# Data Exploration for League of Legends Bayesian Network

This notebook explores the match data, checks data quality, and validates discretization.


In [None]:
# Imports
import sys
sys.path.insert(0, '..')

import pandas as pd
import numpy as np
import matplotlib.pyplot as plt
import seaborn as sns

from src import config, preprocessing, discretization, variables

# Configure plotting
plt.style.use('seaborn-v0_8-darkgrid')
sns.set_palette("husl")

%matplotlib inline
%load_ext autoreload
%autoreload 2


## 1. Load Raw Data

Let's start by loading a sample of the raw match data.


In [None]:
# Load a sample of raw data for exploration (use 5000 samples for speed)
sample_size = 5000
raw_data = preprocessing.load_raw_match_data(sample_size=sample_size)

print(f"Loaded {len(raw_data)} matches")
print(f"Columns: {len(raw_data.columns)}")
print(f"\nFirst few columns: {list(raw_data.columns)[:20]}")


## 2. Extract Team Features


In [None]:
# Extract team-level features
features = preprocessing.extract_team_features(raw_data)

print(f"Extracted {len(features)} matches with {len(features.columns)} features")
print(f"\nFeatures: {list(features.columns)}")
print(f"\nFirst few rows:")
features.head()


## 3. Basic Statistics


In [None]:
# Summary statistics
features.describe()


In [None]:
# Check for missing values
print("Missing values:")
print(features.isnull().sum())
print(f"\nTotal missing: {features.isnull().sum().sum()}")


## 4. Discretization


In [None]:
# Apply discretization
features_clean = features.drop(columns=['matchId', 'gameDuration'], errors='ignore')
discretized = discretization.discretize_all_variables(features_clean.copy())

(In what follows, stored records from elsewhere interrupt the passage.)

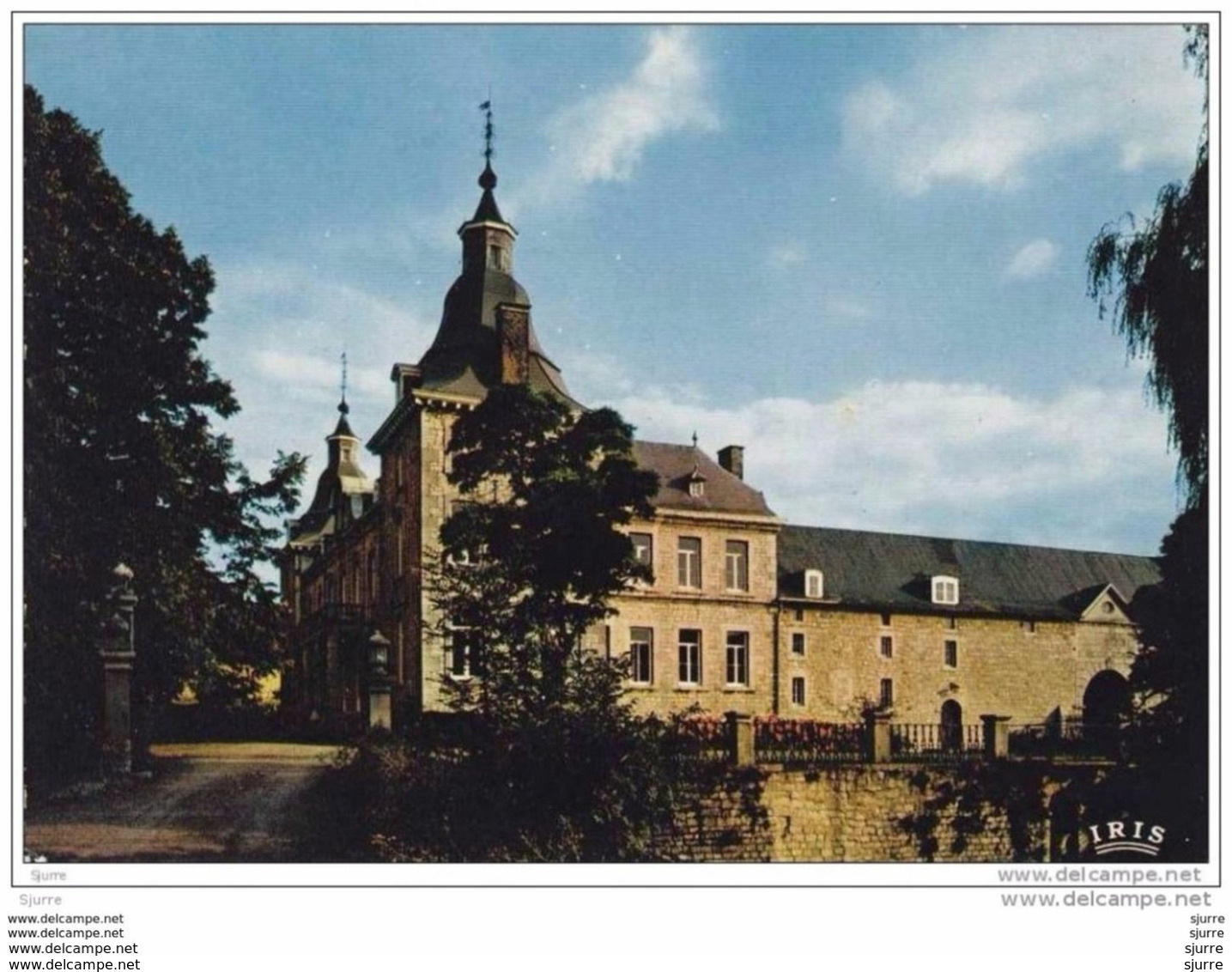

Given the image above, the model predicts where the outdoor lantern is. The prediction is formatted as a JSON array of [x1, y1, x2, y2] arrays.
[[368, 631, 389, 675]]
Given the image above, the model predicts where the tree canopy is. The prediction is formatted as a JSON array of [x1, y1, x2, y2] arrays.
[[345, 386, 729, 861], [22, 86, 303, 776], [435, 386, 658, 714], [1087, 26, 1210, 507], [1088, 25, 1211, 860]]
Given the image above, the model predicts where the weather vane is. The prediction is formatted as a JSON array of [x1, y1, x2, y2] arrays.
[[337, 351, 351, 416], [479, 93, 495, 165]]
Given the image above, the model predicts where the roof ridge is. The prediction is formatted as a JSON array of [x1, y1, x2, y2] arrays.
[[784, 524, 1158, 561]]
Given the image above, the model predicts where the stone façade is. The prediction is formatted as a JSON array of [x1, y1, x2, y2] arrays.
[[282, 161, 1158, 726]]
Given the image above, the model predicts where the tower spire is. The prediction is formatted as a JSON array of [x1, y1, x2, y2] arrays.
[[479, 97, 496, 195], [337, 351, 351, 416]]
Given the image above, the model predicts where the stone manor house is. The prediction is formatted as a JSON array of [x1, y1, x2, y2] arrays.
[[282, 167, 1158, 726]]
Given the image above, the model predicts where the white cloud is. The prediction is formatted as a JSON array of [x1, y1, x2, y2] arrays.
[[206, 264, 439, 499], [1005, 239, 1059, 278], [825, 295, 872, 320], [767, 243, 804, 266], [574, 357, 1174, 552], [843, 25, 1201, 195], [510, 27, 719, 210]]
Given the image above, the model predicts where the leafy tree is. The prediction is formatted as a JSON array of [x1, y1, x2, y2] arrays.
[[307, 386, 760, 861], [22, 86, 303, 777], [435, 386, 658, 720], [1087, 25, 1210, 507], [901, 26, 1210, 861], [1088, 25, 1210, 860]]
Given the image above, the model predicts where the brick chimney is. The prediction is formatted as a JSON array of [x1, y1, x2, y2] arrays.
[[496, 303, 531, 385], [719, 446, 744, 479]]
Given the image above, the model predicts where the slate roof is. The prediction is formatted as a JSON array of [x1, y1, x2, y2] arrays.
[[779, 526, 1159, 620], [634, 441, 774, 516], [409, 269, 577, 404], [291, 403, 376, 544]]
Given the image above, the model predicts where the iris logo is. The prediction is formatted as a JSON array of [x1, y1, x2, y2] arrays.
[[1087, 821, 1167, 858]]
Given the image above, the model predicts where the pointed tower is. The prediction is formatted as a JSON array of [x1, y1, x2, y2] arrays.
[[288, 398, 374, 548], [368, 148, 581, 711], [404, 161, 578, 406]]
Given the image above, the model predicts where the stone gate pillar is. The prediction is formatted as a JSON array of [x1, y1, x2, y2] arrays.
[[99, 564, 137, 774], [368, 631, 393, 729]]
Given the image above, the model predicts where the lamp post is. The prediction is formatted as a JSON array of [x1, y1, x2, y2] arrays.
[[368, 631, 393, 729], [99, 563, 137, 774]]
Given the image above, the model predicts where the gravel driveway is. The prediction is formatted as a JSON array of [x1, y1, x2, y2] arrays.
[[25, 743, 337, 862]]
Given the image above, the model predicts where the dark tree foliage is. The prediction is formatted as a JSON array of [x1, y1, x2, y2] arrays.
[[1088, 26, 1210, 860], [901, 26, 1210, 861], [1087, 27, 1210, 507], [435, 386, 658, 720], [310, 386, 760, 861], [22, 86, 303, 779]]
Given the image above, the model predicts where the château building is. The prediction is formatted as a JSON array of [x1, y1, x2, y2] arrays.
[[282, 165, 1158, 726]]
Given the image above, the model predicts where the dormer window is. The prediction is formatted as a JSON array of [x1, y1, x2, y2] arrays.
[[932, 574, 958, 604]]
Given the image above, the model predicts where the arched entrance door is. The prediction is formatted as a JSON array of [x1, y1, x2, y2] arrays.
[[1082, 669, 1130, 754], [941, 698, 962, 751]]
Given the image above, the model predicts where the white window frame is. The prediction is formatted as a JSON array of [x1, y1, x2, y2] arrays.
[[677, 538, 701, 590], [723, 629, 753, 689], [628, 530, 654, 570], [723, 539, 749, 592], [677, 629, 702, 686], [628, 624, 654, 685], [932, 574, 958, 604]]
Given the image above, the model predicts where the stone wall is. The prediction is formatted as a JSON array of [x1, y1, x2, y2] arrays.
[[780, 607, 1138, 725], [665, 765, 1013, 862]]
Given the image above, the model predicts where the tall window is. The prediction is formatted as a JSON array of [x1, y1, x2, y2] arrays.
[[727, 631, 749, 685], [628, 629, 654, 685], [677, 538, 701, 587], [725, 539, 749, 590], [679, 629, 701, 685], [628, 533, 654, 570], [445, 629, 483, 679]]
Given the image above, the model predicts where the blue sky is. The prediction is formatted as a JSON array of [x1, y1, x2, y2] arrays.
[[25, 23, 1203, 553]]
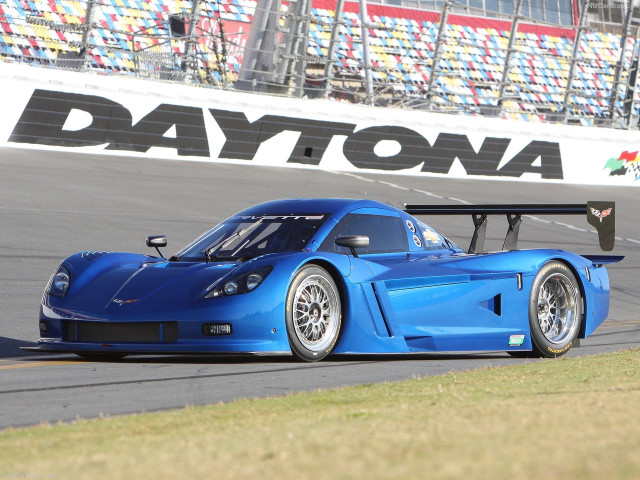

print("Discretized data:")
discretized.head(10)


In [None]:
# Get discretization summary
summary = discretization.get_discretization_summary(discretized)
print("\nDiscretization Summary:")
print(summary.to_string(index=False))


## 5. Variable Distributions


In [None]:
# Plot distributions
from src.visualize import plot_variable_distributions

fig = plot_variable_distributions(discretized, "Sample Data")
plt.show()


## 6. Win Rate Analysis


In [None]:
# Win rate by different factors
fig, axes = plt.subplots(2, 2, figsize=(14, 10))

# Win rate by First Blood
fb_win = discretized.groupby('FB')['Win'].apply(lambda x: (x == '1').mean())
fb_win.plot(kind='bar', ax=axes[0, 0], color='skyblue')
axes[0, 0].set_title('Win Rate by First Blood')
axes[0, 0].set_ylabel('Win Rate')
axes[0, 0].set_ylim([0, 1])

# Win rate by First Tower
ft_win = discretized.groupby('FT')['Win'].apply(lambda x: (x == '1').mean())
ft_win.plot(kind='bar', ax=axes[0, 1], color='lightcoral')
axes[0, 1].set_title('Win Rate by First Tower')
axes[0, 1].set_ylabel('Win Rate')
axes[0, 1].set_ylim([0, 1])

# Win rate by Gold20
gold_win = discretized.groupby('Gold20')['Win'].apply(lambda x: (x == '1').mean())
gold_win.plot(kind='bar', ax=axes[1, 0], color='lightgreen')
axes[1, 0].set_title('Win Rate by Gold Difference @20min')
axes[1, 0].set_ylabel('Win Rate')
axes[1, 0].set_ylim([0, 1])

# Win rate by Baron
baron_win = discretized.groupby('Baron')['Win'].apply(lambda x: (x == '1').mean())
baron_win.plot(kind='bar', ax=axes[1, 1], color='gold')
axes[1, 1].set_title('Win Rate by Baron Kills')
axes[1, 1].set_ylabel('Win Rate')
axes[1, 1].set_ylim([0, 1])

plt.tight_layout()
plt.show()


## 7. Correlation Analysis


In [None]:
# Encode categorical variables as integers for correlation
from sklearn.preprocessing import LabelEncoder

encoded_data = discretized.copy()
for col in encoded_data.columns:
    le = LabelEncoder()
    encoded_data[col] = le.fit_transform(encoded_data[col].astype(str))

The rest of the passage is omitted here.